Adam Bronstein

I recently received another email update from Oregon Department of Fish and Wildlife’s Wolf and Livestock Updates list. I opened the message and clicked the link anticipating bad news.

Another wolf had been killed by the department in Northeast Oregon. A two-year old male trapped, tranquilized and then euthanized by the state. His crime? Being a member of a community of native carnivores trying to make a living on a landscape overrun with domestic livestock that have displaced their traditional food sources, mainly elk and deer.

This young wolf was a member of the Chesnimnus Pack, near the town of Joseph, whose range encompasses many active federally managed grazing allotments on the Wallowa-Whitman National Forest. Reports of depredations – wolves killing livestock – attributed to the Chesnimnus Pack began rolling in this April, which resulted in fish and wildlife officials issuing an order to kill two wolves before the end of April.

In June, an additional four wolves were marked for death.

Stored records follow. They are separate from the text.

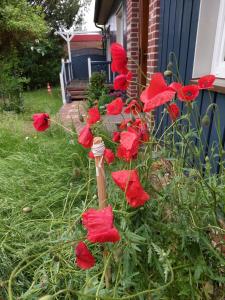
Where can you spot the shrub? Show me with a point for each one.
(11, 85)
(96, 88)
(162, 234)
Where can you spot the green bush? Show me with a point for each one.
(96, 88)
(41, 62)
(11, 85)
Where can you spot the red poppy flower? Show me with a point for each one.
(133, 107)
(99, 224)
(129, 140)
(157, 85)
(116, 136)
(188, 93)
(119, 59)
(109, 156)
(86, 137)
(206, 82)
(129, 182)
(135, 194)
(91, 155)
(127, 155)
(115, 107)
(142, 130)
(93, 115)
(121, 82)
(125, 123)
(174, 111)
(159, 100)
(157, 93)
(175, 86)
(41, 121)
(84, 259)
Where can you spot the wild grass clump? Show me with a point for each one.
(171, 248)
(44, 182)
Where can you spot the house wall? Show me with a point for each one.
(153, 37)
(178, 28)
(133, 40)
(133, 44)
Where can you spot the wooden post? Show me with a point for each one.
(89, 68)
(102, 197)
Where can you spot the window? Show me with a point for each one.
(210, 41)
(119, 25)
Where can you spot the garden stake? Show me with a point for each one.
(98, 149)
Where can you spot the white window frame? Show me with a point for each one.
(119, 25)
(210, 40)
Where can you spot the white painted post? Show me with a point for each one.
(69, 70)
(64, 70)
(62, 88)
(89, 68)
(68, 46)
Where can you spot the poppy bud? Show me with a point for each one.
(205, 120)
(46, 297)
(133, 118)
(168, 73)
(81, 118)
(170, 65)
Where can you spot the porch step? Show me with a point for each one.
(75, 92)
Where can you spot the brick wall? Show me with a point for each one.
(153, 36)
(133, 32)
(132, 43)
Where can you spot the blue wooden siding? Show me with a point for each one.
(178, 28)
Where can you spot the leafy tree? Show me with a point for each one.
(61, 14)
(19, 23)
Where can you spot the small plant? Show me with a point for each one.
(96, 88)
(160, 234)
(11, 86)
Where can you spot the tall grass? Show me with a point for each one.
(46, 174)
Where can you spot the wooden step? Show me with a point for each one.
(74, 93)
(78, 97)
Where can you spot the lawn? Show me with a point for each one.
(42, 181)
(167, 248)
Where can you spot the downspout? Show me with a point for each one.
(104, 41)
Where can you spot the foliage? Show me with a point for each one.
(19, 22)
(41, 62)
(11, 85)
(96, 88)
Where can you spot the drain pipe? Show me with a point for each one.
(104, 41)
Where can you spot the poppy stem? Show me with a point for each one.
(65, 128)
(98, 149)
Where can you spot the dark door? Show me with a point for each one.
(143, 42)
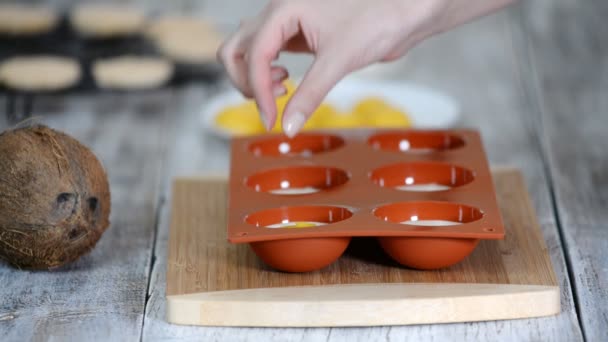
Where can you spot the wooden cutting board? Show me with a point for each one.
(213, 282)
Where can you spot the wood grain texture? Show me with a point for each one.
(213, 282)
(493, 100)
(101, 296)
(568, 53)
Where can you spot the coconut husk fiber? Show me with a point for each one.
(54, 198)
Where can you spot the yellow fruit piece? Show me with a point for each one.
(375, 112)
(242, 119)
(370, 105)
(281, 103)
(389, 118)
(319, 116)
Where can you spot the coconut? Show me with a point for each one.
(54, 198)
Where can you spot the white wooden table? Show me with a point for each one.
(533, 79)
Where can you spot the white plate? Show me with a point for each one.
(428, 108)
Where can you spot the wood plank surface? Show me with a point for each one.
(568, 51)
(101, 296)
(493, 100)
(213, 282)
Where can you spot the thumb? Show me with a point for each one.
(323, 75)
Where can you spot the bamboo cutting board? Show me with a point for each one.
(213, 282)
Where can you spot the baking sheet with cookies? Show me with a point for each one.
(92, 47)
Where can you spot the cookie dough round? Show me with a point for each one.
(132, 72)
(107, 20)
(39, 73)
(185, 39)
(21, 19)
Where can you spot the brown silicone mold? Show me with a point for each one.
(427, 196)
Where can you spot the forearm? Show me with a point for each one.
(458, 12)
(448, 14)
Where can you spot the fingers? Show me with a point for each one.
(323, 75)
(264, 49)
(278, 74)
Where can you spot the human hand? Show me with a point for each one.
(344, 35)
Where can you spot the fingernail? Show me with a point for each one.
(277, 75)
(294, 123)
(264, 120)
(279, 91)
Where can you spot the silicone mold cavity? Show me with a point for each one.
(304, 144)
(428, 253)
(422, 176)
(305, 254)
(297, 180)
(416, 141)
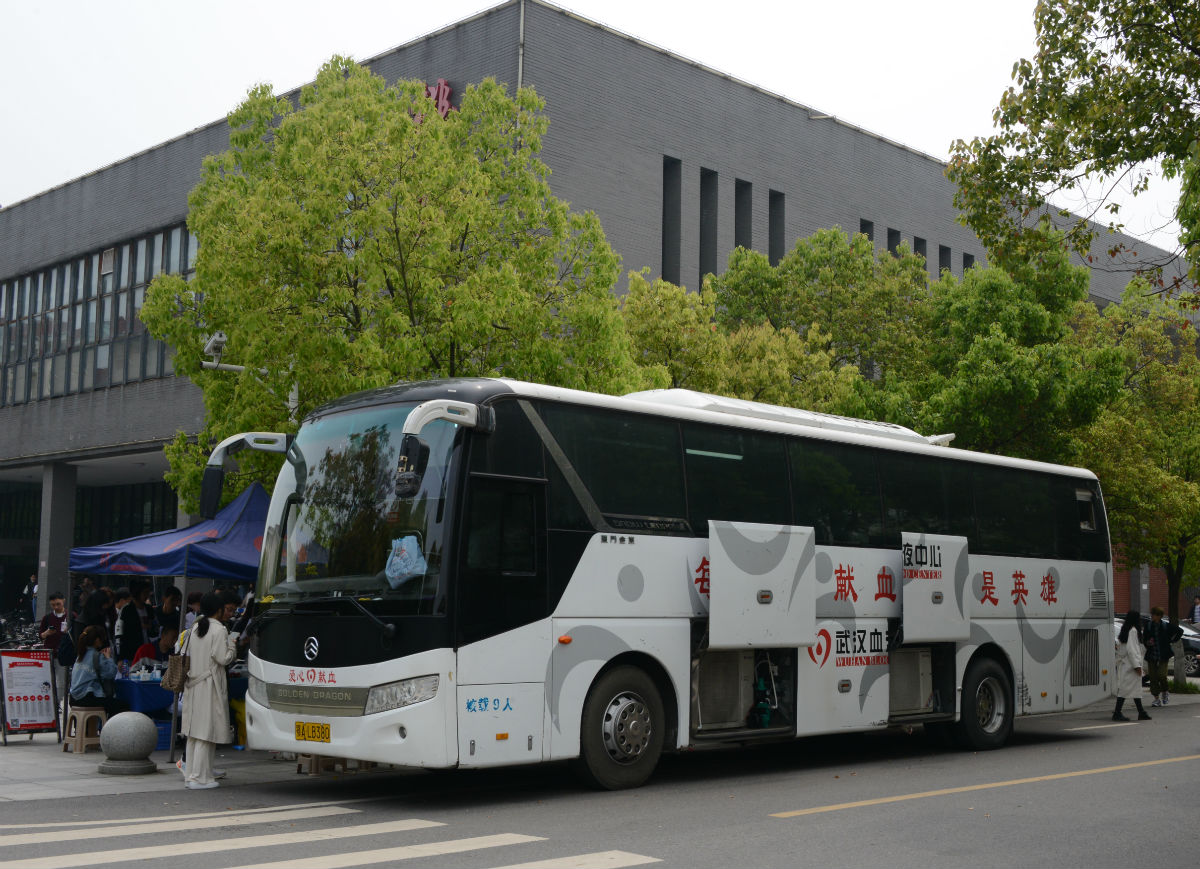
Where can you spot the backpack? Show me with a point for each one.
(66, 654)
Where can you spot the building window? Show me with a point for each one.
(672, 217)
(775, 216)
(707, 222)
(743, 214)
(76, 325)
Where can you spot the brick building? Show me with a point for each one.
(679, 161)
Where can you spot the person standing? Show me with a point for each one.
(205, 720)
(1159, 636)
(83, 593)
(30, 597)
(135, 622)
(57, 624)
(167, 616)
(1129, 664)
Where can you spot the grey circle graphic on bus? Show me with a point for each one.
(630, 582)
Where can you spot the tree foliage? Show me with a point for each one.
(1145, 447)
(358, 238)
(1000, 371)
(1113, 91)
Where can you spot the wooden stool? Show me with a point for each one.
(82, 727)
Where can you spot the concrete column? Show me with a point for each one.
(57, 534)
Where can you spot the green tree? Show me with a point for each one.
(1000, 370)
(1145, 447)
(357, 238)
(864, 301)
(1113, 90)
(673, 334)
(677, 339)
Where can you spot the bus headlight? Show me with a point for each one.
(257, 690)
(397, 694)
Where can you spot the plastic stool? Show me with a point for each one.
(83, 726)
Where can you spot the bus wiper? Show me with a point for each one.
(389, 630)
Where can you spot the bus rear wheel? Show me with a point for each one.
(622, 730)
(987, 719)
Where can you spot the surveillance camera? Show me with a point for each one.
(215, 345)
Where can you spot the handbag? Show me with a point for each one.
(177, 669)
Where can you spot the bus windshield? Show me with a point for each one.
(343, 529)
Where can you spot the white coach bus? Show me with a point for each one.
(478, 573)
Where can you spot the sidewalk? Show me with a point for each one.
(41, 769)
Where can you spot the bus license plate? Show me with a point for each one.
(311, 731)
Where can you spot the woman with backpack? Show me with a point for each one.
(205, 720)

As of today, three of those six wolves have been wiped out by the state. Not included in this tally is the additional wolf lost at the hands of a poacher in January. This onslaught of death comes on the heels of a bloody 2021 for Oregon, where 26 wolves were documented killed, up from 10 in 2020.

Killing wolves is counterproductive to many of the wildlife management and habitat conservation programs administered by the ODFW and undermines the benefits that having wolves on the landscape brings to all of us. After wolves were reintroduced into Yellowstone National Park, the ecology of the Greater Yellowstone Ecosystem began to reset itself. Riparian areas – biodiversity hotspots – soon recovered from overgrazing by deer and elk because wolves began keeping them constantly on the move.

This dispersed movement allowed plant communities to reestablish themselves, providing home and sustenance to a host of species. Trout, juvenile salmon and steelhead are provided with cooler water refuges, more insects to eat and more cover from predators because of the shade and habitat provided by streamside vegetation.

Birds and land animals also rely on riparian areas for food, shelter and breeding habitat. Promoting biodiversity helps ward off extinction where one species’ existence is dependent on another. We are now in the throes of the sixth mass extinction and we humans depend on a functioning biosphere for our own survival.

As wolves rightfully return to their native range across northeast Oregon and the rest of the state, livestock producers will experience more losses unless they change the way they operate. Based on past and current responses, department officials seem primed to continue slaughtering wolves at an increasing rate in lockstep with the wolf recovery.

These dead livestock, however, are mostly due to mismanagement. The vast majority of livestock taken by wolves are calves, which are tender, small-bodied and easy prey. If livestock operators wanted to cut their losses to wolf predation by wide margins, they could leave their young-of-the-year at the home ranch with their mothers to nurse until they are ready to fend for themselves before releasing them.

Perhaps the most maddening aspect to this ongoing saga is the agency’s disregard for the best available science. We know now that when managers kill wolves and deplete a pack, the remaining wolves target livestock with more vigor, because livestock are the easiest prey. It is a vicious cycle of death until an entire pack is extirpated.

Take for example the Lookout Pack, also from northeast Oregon. Eight wolves were lethally removed for killing livestock in the fall of 2021, decimating the pack to the point where no breeding pair remained. Killing off entire packs of wolves simply cannot be the answer.

The influence peddled by the livestock industry must no longer reign supreme over wildlife management here in Oregon and across the West. This largely unchecked hegemony has resulted in untold slaughter of wolves – and myriad other creatures ranging from beavers to prairie dogs – over the centuries.

Times must change. We should demand better of our wildlife managers who are supposed to safeguard all of our wildlife in the public trust for all Oregonians.